Fun Facts About the World's Columbian Exposition

  • The Columbian Exposition was held to celebrate the 400th anniversary of Christopher Columbus landing in the New World.  However, instead of opening in 1892 (the actual anniversary) the fair opened one year later.  It ran from May 1-October 31, 1893. A new national holiday – Columbus Day – was one result of the fair’s popularity.

  • Visitors came from all over the world. A ticket to the fair cost 50 cents, 25 cents for children under 12, and admission was free for children 6 and under.

  • Fredrick Law Olmsted, America’s foremost landscape architect, laid out the grounds and created a system of lagoons around which over 40,000 skilled laborers constructed the fair’s buildings.

  • There were over 65,000 exhibits at the fair. The fair covered 630 acres in Chicago’s Jackson Park and the Midway Plaisance-a narrow strip of land designated as an amusement area. Although other world’s fairs had been held in the 19th century, the Columbian Exposition was the first to have an area specifically for “amusement.”

  • Over 50,000 objects on display at the fair became part of the Anthropology collections of the Field Columbian Museum, later renamed The Field Museum. The founding collections of the Museum came mainly from three of the fair’s main buildings-the Anthropology Building, the Horticulture Building, and the Mines, Mineralogy, and Metallurgy Building-as well as from the cultural villages displayed in the fair grounds and Midway.

  • The Midway skyline was dominated by a 250-foot Ferris wheel, designed for the fair by inventor George Ferris.

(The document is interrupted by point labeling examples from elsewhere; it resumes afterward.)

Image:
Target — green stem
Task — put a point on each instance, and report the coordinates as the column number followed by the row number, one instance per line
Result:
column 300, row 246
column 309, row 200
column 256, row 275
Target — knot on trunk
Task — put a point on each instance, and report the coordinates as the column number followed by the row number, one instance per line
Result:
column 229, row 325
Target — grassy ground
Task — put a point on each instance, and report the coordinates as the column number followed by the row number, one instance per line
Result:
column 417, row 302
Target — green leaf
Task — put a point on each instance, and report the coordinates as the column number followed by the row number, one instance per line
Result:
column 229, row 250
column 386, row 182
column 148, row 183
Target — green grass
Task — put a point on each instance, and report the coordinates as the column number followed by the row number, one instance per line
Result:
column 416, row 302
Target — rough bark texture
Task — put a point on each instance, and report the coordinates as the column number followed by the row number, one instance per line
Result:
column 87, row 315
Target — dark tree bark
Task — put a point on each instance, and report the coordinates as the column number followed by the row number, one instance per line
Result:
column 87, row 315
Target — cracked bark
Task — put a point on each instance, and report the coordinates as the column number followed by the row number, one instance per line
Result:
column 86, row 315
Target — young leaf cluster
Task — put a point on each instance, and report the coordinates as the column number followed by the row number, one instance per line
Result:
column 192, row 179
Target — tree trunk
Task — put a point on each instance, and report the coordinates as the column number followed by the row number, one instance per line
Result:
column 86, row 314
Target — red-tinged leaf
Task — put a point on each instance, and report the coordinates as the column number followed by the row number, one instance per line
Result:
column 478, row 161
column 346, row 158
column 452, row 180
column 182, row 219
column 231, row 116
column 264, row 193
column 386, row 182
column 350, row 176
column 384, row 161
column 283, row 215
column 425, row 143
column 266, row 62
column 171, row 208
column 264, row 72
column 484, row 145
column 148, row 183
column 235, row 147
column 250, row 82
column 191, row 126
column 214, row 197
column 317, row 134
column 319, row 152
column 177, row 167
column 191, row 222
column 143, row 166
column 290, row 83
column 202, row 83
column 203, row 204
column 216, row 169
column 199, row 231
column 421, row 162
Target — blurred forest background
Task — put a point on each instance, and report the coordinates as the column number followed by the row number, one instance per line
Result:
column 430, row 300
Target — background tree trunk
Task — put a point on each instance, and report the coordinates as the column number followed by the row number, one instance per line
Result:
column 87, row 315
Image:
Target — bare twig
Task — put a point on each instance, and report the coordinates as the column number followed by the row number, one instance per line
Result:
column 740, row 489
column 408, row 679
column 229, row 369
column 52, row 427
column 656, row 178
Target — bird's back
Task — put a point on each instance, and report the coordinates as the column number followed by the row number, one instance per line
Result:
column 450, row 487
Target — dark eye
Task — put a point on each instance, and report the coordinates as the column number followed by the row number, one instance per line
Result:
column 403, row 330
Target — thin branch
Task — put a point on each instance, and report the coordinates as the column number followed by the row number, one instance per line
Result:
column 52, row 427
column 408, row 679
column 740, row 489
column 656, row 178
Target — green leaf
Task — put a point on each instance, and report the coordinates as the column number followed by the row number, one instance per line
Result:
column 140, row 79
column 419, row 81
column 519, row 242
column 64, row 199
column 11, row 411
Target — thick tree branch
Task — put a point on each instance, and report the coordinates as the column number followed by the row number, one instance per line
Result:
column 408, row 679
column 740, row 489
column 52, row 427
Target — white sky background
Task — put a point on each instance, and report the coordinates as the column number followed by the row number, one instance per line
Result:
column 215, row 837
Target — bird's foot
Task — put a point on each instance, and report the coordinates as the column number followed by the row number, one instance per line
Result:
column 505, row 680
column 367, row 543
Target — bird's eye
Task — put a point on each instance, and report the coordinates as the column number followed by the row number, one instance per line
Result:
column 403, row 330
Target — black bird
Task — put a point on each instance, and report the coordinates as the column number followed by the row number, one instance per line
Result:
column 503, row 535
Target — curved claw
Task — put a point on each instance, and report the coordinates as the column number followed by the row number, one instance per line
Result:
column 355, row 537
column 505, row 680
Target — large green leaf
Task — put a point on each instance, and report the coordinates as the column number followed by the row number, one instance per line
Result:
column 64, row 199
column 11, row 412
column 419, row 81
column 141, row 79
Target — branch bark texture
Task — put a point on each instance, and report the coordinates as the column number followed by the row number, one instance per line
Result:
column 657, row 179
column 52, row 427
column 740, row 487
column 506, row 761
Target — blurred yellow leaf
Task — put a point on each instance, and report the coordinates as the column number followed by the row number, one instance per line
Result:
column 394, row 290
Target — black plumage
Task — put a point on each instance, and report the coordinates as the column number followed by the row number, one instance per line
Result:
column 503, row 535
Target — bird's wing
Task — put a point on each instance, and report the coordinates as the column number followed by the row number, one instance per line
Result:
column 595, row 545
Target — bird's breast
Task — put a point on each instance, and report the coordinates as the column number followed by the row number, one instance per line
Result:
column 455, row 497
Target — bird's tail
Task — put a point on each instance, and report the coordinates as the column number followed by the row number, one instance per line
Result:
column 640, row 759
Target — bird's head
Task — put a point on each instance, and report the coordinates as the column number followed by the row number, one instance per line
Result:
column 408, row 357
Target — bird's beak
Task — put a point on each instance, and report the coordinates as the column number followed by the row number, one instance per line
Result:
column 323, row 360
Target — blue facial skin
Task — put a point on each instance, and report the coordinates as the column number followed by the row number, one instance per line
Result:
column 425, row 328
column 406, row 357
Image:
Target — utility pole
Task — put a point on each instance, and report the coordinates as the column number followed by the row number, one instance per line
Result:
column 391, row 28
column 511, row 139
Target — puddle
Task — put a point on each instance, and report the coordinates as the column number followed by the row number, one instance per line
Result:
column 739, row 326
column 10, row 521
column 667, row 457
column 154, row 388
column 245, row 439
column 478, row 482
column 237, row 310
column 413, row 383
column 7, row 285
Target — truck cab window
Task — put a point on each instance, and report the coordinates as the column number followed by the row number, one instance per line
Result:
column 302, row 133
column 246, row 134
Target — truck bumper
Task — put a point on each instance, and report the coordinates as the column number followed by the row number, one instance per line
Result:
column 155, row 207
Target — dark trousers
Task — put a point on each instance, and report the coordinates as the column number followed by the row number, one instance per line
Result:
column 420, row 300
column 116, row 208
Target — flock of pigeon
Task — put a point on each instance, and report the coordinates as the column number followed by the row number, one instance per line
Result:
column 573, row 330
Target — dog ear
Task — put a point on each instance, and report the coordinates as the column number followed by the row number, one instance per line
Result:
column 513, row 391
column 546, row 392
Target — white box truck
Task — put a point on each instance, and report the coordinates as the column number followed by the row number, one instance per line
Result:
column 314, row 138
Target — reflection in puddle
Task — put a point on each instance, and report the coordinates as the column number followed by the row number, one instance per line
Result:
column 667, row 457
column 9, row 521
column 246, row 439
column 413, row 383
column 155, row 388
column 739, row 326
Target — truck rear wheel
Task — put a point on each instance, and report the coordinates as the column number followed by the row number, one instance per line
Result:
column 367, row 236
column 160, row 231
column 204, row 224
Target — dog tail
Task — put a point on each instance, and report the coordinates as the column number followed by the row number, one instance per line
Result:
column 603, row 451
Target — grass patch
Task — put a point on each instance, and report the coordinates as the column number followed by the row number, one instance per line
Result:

It was 100 feet taller than today’s Ferris wheel at Chicago’s Navy Pier and had 36 cars capable of holding 60 people each. Fully loaded, it could carry 2,160 people.

  • The White City was said to have inspired author L. Frank Baum to create the Emerald City in his book The Wizard of Oz.

  • Several products introduced at the fair are still popular today, including Shredded Wheat, diet carbonated soda, Aunt Jemima syrup and pancake mix, and Chicago’s own Wrigley’s Juicy Fruit gum.

  • At night, the fair was lit by hundreds of thousands of electric light bulbs that created a truly magical scene.  However, the many types of electricity, beyond just the light bulb, were what made the electricity displays at the fair so significant. There were a variety of home-improvement items, such as "gadgets including hot plates, fans, bells, bed warmers, radiators, and a complete Model Electrical Kitchen with a small range, saucepan, water heater, broiler, and kettle" (from the Preface of Book of the Fair, by Hubert Howe Bancroft).